In general, a target training image is affected by multiple factors such as ambient illumination intensity, object reflection, a shooting camera, and the like during an imaging process, and in order to remove the factors from the target training image, the target training image needs to be whitened so that the target training image contains constant information that is not affected by the outside. Therefore, the whitening process on the adjusted target training image can be understood as a process of reducing the dimension of the adjusted target training image. During the whitening process, the pixel values of each pixel of the target training image are typically converted to zero mean and unit variance pixel values. Specifically, first, the average value μ and the variance value of all pixel values of the target training image need to be calculated, and each pixel of the target training image is converted through the following formula: xij ═ (pij- μ)/; wherein pij is an original pixel value of a pixel in the ith row and the jth column of the target training image, and xij is a converted pixel value of a pixel in the ith row and the jth column of the target training image.

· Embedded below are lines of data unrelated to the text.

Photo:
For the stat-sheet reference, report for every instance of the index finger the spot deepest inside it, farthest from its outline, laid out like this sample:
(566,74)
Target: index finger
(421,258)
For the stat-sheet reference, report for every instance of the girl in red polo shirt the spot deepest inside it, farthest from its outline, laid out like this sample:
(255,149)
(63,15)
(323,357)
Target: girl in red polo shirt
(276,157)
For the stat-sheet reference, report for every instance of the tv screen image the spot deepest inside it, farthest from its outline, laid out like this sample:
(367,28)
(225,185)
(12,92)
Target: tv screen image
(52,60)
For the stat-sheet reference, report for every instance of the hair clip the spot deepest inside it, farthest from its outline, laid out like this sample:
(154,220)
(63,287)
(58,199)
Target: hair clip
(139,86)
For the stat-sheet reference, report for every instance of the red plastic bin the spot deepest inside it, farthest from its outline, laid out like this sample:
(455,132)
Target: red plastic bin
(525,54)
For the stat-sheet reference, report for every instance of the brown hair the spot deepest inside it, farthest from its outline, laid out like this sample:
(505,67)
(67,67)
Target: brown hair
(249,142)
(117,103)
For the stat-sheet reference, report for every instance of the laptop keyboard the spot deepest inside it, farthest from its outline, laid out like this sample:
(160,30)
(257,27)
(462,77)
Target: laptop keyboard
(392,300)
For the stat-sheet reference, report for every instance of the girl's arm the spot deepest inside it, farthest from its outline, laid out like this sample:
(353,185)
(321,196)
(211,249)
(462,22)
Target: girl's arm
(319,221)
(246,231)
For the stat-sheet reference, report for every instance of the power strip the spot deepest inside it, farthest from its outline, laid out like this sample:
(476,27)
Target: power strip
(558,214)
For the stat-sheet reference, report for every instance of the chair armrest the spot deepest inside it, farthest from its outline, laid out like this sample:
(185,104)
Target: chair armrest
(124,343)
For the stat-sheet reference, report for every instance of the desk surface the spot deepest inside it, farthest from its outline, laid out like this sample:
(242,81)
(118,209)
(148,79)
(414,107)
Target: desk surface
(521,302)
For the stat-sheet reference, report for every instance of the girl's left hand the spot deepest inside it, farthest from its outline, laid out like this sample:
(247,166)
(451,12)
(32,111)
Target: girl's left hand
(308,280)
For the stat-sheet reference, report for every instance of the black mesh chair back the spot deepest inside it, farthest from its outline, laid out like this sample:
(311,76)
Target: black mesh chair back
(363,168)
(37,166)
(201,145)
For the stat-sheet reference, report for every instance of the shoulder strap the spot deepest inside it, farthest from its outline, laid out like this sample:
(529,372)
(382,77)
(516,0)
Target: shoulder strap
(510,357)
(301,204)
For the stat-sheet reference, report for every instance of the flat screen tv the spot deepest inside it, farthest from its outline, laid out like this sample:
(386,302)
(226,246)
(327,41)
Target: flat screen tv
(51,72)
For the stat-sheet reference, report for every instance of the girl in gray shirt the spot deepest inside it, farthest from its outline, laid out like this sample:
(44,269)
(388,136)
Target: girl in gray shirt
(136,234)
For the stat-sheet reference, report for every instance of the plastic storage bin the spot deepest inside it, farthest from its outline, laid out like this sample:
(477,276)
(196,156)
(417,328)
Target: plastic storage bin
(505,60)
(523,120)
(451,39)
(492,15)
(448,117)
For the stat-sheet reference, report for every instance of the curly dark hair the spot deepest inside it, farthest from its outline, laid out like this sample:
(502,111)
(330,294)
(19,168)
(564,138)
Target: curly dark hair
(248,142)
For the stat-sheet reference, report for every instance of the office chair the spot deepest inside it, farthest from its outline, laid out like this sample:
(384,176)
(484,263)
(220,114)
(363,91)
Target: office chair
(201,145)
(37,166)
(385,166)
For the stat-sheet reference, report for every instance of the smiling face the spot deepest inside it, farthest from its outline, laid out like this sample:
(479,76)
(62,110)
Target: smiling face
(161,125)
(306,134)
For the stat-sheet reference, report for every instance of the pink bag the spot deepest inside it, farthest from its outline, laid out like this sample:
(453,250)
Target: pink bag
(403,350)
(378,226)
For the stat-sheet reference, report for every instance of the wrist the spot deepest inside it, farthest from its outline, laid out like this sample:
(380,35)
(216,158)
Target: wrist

And 2, inputting the processed target training image into a preset feature extraction network, and outputting an initial feature map with the specified number of levels.

In practical implementation, the number of levels of the feature map output by the feature extraction network may be preset, and for example, the number of levels may be five, which are respectively denoted as Conv1, Conv2, Conv3, Conv4 and Conv 5. The initial feature map of the current layer is obtained by performing convolution calculation on the initial feature map of the lower layer of the current layer through a preset convolution kernel (the initial feature map of the bottommost layer is obtained by performing convolution calculation on the target training image), and the scale of the initial feature map of the current layer is smaller than that of the initial feature map of the lower layer; therefore, the scale of the initial feature map with the specified number of levels output by the feature extraction network is changed from large to small from the bottom level to the top level, and the scales are different from each other.

FIG. 3 is a schematic structural diagram of an initial feature map; in fig. 3, five levels of initial feature maps are illustrated as an example, and the initial feature map at the bottom is the lowest level according to the direction of the arrow; the initial characteristic diagram positioned at the top and positioned at the topmost layer; the feature extraction network is also provided with a plurality of convolution layers generally; after the target training image is input into the feature extraction network, performing convolution operation on a first layer of convolution layer to obtain an initial feature map of the bottom layer; carrying out convolution operation on the initial feature map of the bottommost layer through the second layer of convolution layer to obtain an initial feature map of the second layer until the initial feature map of the topmost layer is obtained through the last layer of convolution layer; in general, the convolution kernel used for performing the convolution operation may be different for each convolution layer; in addition to the convolution layer, the feature extraction network is generally provided with a pooling layer, a full link layer, and the like.

Step 304, performing feature fusion processing on the initial feature map to obtain a fusion feature map;

the initial characteristic diagram of each level is obtained by carrying out convolution operation through different convolution kernels, so that the initial characteristic diagram of each level comprises different types or different dimensions of characteristics of the target training image; in order to enrich the features included in the initial feature maps of the respective levels, it is necessary to perform fusion processing on the initial feature maps of the respective levels. The specific fusion process can have various forms, such as fusing the initial feature diagram of the current layer with the initial feature diagram of the previous layer of the current layer to obtain a fusion feature diagram of the current layer; for another example, before the initial feature map of the current layer is fused with the initial feature map of the previous layer of the current layer, the initial feature map of the other layer or the combined initial feature maps of the other layers may be fused, and then the fused initial feature map is fused with the initial feature map of the previous layer.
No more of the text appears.